Shortly after that meal, the White House sent out a press release entitled, “President Trump, Tech Leaders Unite to Power American AI Dominance.”
In it, OpenAI CEO Sam Altman, gushed, “Thank you for being such a pro-business, pro-innovation President. It’s a very refreshing change. We’re very excited to see what you’re doing to make our companies and our entire country so successful.”
That left me wondering who exactly will be dominated. OpenAI recently sent a subpoena to Encode, digging around to see if it’s being funded by competitor Elon Musk (who is in a notoriously nasty legal battle with Altman), and demanding all their emails and communications about the bill. Revanur said Encode has no affiliation with Musk other than having filed an amicus brief in his lawsuit, and those claims are “ridiculous and baseless.”
“Like, we know for a fact that we have no affiliation with Elon,” she said.
Still, “people expect us to sort of hide in the corner and stop what we’re doing,” because of the pressure, she said.
But that’s not going to happen.
“We’re going to keep doing what we’re doing,” she said. “Just being a balanced, objective, thoughtful third party that’s able to be this watchdog, almost, as the most powerful technology of all time is developed. I think that’s a really important role for us.”
Right now, AI is in its toddler stages, and it’s already outsmarting us in dangerous ways. The New York Times documented how it may have pushed a teen to suicide.
In July, Musk’s AI tool Grok randomly starting calling itself “MechaHitler” and began making antisemitic comments, according to the Wall Street Journal.
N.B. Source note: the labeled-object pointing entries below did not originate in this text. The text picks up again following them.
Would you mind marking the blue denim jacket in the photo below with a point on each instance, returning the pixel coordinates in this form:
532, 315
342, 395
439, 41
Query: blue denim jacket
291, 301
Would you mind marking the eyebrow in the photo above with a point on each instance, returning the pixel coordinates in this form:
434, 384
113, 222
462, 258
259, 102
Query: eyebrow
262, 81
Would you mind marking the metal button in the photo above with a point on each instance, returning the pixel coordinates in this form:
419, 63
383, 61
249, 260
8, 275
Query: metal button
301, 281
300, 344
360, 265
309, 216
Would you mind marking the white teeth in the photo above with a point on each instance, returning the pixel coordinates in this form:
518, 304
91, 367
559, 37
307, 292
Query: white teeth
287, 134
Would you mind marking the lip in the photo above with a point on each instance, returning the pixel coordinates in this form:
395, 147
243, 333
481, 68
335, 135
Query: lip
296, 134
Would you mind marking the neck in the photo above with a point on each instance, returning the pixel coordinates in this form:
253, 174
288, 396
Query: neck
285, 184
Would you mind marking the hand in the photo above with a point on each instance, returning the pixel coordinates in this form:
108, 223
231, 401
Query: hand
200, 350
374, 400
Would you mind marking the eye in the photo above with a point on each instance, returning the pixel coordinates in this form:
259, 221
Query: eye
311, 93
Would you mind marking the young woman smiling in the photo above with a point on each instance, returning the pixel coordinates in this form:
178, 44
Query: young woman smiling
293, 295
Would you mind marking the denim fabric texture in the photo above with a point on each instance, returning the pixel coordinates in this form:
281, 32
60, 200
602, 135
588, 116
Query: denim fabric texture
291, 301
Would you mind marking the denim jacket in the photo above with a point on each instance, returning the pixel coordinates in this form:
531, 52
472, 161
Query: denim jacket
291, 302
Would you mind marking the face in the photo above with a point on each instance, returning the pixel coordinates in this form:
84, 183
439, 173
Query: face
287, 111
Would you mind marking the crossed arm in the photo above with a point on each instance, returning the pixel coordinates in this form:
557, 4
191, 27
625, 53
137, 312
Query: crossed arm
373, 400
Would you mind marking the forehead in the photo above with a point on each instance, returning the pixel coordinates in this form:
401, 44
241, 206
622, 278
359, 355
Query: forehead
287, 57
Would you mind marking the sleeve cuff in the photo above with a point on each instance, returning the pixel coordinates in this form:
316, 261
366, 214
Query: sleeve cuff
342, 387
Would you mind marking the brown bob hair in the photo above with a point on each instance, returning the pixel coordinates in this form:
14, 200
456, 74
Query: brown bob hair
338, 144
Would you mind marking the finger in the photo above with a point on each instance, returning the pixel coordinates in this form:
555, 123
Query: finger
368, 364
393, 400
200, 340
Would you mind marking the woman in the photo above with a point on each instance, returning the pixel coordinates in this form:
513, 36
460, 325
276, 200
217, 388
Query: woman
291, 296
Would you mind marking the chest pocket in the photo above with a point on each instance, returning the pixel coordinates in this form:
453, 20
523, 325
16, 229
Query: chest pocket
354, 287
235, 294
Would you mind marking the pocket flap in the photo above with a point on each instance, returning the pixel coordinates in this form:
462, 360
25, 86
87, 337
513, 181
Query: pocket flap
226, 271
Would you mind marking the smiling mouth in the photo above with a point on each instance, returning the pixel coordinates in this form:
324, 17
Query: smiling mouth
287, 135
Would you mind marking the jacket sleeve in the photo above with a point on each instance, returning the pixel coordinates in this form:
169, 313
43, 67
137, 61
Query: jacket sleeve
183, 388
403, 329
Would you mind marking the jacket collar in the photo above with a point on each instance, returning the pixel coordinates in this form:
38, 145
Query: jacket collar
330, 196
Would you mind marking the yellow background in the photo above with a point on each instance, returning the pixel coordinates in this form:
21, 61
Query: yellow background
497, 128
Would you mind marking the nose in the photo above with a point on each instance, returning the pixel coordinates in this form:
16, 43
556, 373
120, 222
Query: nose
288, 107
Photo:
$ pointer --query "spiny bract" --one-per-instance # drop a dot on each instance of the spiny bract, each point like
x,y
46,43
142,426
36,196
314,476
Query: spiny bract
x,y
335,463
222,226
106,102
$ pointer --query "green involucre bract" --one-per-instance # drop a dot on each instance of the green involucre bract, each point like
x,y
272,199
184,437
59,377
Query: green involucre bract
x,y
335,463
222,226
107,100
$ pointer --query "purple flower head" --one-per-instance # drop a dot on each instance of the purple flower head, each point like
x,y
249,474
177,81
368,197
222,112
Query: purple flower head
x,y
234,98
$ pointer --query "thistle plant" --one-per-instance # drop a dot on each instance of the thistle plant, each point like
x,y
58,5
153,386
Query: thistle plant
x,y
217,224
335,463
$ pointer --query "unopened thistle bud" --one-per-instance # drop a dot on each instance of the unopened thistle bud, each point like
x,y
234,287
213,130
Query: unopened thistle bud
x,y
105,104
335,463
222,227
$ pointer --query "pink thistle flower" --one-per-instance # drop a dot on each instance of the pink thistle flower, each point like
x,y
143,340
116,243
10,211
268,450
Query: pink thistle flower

Another AI model apparently resorted to blackmailing its maker when it was threatened with being turned off.
An AI safety researcher familiar with that blackmail incident, Aengus Lynch, warned it wasn’t a one-off, according to the BBC.
“We see blackmail across all frontier models — regardless of what goals they’re given,” he said.
So here we are in the infancy of a technology that will profoundly change society, and we already know the genie is out of the bottle, has stolen the car keys and is on a bender.
Before we get to the point of having to choose who will go back in time to save Sarah Connor from Skynet and the Terminator, maybe we just don’t go there. Maybe we start with SB 53, and listen to smart, young people like Revanur who have both the knowledge to understand the technology and a real stake in getting it right.
Maybe we put up the smoke alarm, whether the billionaire tech bros like it or not.